Mathematics of Big Data

Instructor Prof. Gu:

Office: Shan 3481
Email: gu@g.hmc.edu
Phone: ext. 1-8929
Office Hours: 3-4 pm PST Tuesday; also by appointment.

TA/Tutoring Hours:

Names: Ian Li, Teja Reddy, Zoe Shao
Email: math189bigdata@gmail.com
Tutoring Hours:
Ian Li: email me at ili@hmc.edu with potential meeting time and/or specific questions/topics. Zoe Shao: email me at zoshao@hmc.edu with potential meeting time and/or specific questions/topics. Teja Reddy: email me at treddy@hmc.edu with potential meeting time and/or specific questions/topics.

Textbook:

All members of the class will be required to obtain the following text:
Kevin Patrick Murphy, Machine Learning: a Probabilistic Perspective . MIT Press, 2012.

Grading:

● 5% Reading Summary
● 35% Homework
● 20% Midterm Project
● 40% Final Project
● [Up to 5% Extra Credit]

Course Requirements and Evaluation:

Reading Presentations
All readings are compulsory, but some are more compulsory than others.
To encourage the goal of reading active research in the field, we will assign each non-Murphy reading to a group of two students who will write a summary of 1-2 pages to be turned in at the start of class. Each student will do approxiamately two summaries in total. They must be clear and demonstrate that you have read the paper with a high degree of confidence. Credit will be given on a 0-10 scale for each summary. Your summary should be done at a high level, and should focus on the main point of the readings (i.e. avoid complicated math). As long as your summary is reasonable, you will be given full credit.

Homework
The homework is due every week at the beginning of each lecture. There will be two parts for each assignment: math and coding. The homework is split approximately evenly between mathematical analysis and extension of our course material and application of algorithms to real world data.

For coding: You are highly recommended to use Python3. For each problem, the starter code and the sample solution are implemented in Python3. All the results and graphs for the sample solutions were produced under Python 3.5.2 under macOS Sierra; different versions of Python or system environment may produce different results. You are also welcome to use Jupyter Notebooks, but the starter code is not provided in notebook format.

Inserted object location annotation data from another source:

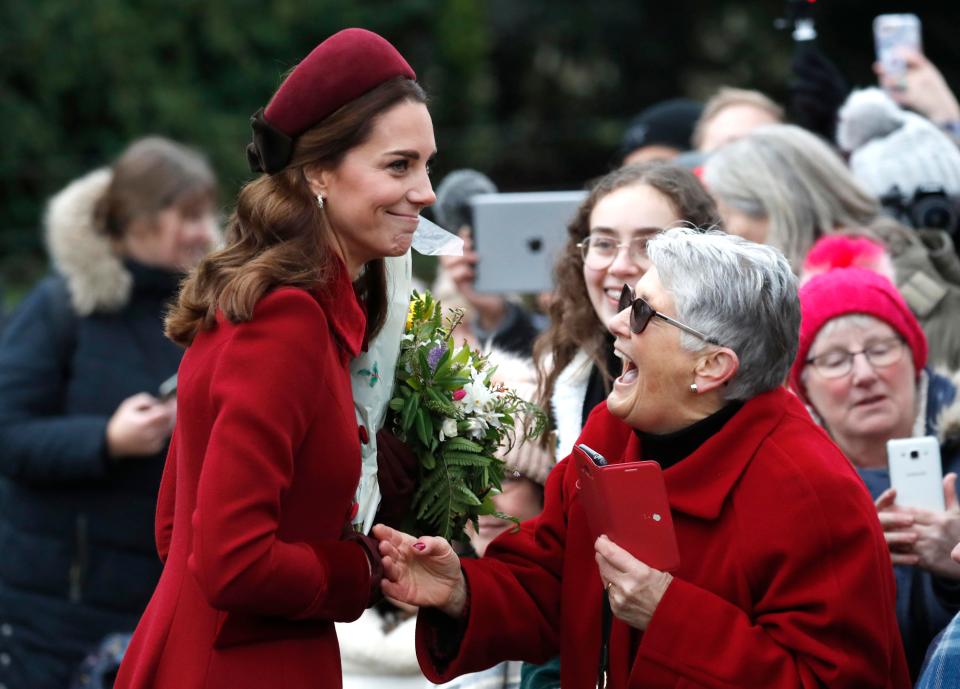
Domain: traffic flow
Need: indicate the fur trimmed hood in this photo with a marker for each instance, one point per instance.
(96, 277)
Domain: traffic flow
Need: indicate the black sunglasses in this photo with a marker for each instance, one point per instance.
(641, 313)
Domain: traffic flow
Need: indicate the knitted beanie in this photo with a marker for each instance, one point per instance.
(846, 291)
(890, 147)
(667, 123)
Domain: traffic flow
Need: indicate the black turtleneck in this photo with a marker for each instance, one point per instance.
(670, 448)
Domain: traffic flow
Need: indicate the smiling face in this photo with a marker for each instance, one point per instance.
(373, 198)
(743, 225)
(653, 392)
(867, 402)
(636, 211)
(175, 239)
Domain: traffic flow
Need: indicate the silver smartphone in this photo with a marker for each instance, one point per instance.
(517, 237)
(891, 34)
(916, 472)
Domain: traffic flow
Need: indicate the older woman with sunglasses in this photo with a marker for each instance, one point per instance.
(772, 589)
(861, 367)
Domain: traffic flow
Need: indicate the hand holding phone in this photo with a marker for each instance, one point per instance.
(628, 502)
(916, 472)
(895, 35)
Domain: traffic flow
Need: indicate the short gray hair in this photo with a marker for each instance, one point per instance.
(789, 176)
(738, 292)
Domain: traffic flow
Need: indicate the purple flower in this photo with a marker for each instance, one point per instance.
(433, 358)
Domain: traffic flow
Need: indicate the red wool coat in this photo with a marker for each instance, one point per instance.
(258, 485)
(785, 579)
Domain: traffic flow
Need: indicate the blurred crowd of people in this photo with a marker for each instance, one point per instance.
(811, 264)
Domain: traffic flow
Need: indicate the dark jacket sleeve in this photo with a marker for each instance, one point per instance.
(38, 441)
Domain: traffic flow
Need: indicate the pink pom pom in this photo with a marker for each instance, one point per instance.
(842, 251)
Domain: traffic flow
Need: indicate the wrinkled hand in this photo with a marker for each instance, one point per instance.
(922, 88)
(896, 522)
(421, 571)
(938, 532)
(140, 426)
(490, 308)
(634, 588)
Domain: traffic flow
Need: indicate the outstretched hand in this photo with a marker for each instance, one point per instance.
(421, 571)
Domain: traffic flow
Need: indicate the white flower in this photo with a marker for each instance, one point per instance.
(448, 429)
(476, 427)
(478, 396)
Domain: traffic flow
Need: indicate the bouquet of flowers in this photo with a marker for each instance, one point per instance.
(454, 420)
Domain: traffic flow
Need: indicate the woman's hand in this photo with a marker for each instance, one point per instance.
(634, 589)
(938, 532)
(922, 88)
(490, 308)
(140, 426)
(897, 523)
(424, 572)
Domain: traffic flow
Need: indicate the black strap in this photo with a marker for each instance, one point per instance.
(606, 622)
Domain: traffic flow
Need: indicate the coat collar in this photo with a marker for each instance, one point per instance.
(699, 484)
(348, 320)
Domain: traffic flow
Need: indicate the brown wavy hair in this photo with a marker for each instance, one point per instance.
(279, 236)
(574, 324)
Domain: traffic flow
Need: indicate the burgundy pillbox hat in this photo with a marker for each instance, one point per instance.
(845, 291)
(339, 70)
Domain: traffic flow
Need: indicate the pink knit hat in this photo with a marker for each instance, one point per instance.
(846, 291)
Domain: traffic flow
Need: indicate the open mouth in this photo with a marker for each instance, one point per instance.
(613, 293)
(630, 371)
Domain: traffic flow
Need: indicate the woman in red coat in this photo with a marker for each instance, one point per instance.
(257, 494)
(784, 580)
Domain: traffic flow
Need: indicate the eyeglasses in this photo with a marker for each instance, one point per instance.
(641, 313)
(599, 252)
(839, 362)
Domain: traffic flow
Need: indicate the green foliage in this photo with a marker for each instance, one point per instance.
(454, 421)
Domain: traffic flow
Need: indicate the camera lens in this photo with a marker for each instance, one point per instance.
(935, 212)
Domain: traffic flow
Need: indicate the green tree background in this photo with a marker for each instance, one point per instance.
(534, 92)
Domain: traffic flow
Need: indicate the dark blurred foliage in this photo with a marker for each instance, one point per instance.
(533, 92)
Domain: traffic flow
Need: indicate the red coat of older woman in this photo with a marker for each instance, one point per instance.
(785, 579)
(257, 488)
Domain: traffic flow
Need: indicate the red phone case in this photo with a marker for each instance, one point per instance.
(628, 502)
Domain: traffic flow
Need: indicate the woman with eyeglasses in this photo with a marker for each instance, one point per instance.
(861, 368)
(605, 250)
(779, 584)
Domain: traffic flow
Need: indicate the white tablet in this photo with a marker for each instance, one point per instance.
(518, 236)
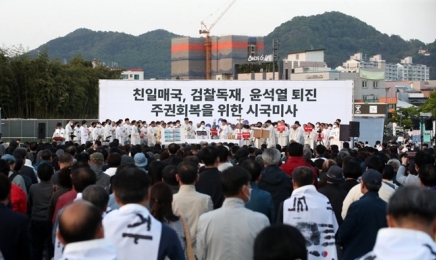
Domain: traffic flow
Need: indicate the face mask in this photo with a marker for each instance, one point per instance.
(248, 195)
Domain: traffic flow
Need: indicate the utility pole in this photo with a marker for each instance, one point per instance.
(275, 56)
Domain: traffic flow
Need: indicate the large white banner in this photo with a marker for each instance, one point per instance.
(209, 101)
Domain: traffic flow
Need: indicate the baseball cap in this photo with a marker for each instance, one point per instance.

Numpy and Pandas are two important python libraries to know for coding assignment for this course. You might also want to look at Matplotlib for generating plots. If you never used these libraries before, make sure you check out the tutorials online before starting the first assignment.

Note:
1) When doing the coding problem for each homework set, you are not allowed to use any machine learning algorithms implemented by external libraries, such as LinearRegression in sklearn. However, you may use these algorithms in your final project.

2) Each homework has both pdf and tex versions. To have the tex files successfully compiled, make sure that you have downloaded both macros.tex and hmcpset.cls and put them and the hw tex file under same folder.
If you have any questions with regard to the compilation of the tex files, feel free to ask the grutors for help.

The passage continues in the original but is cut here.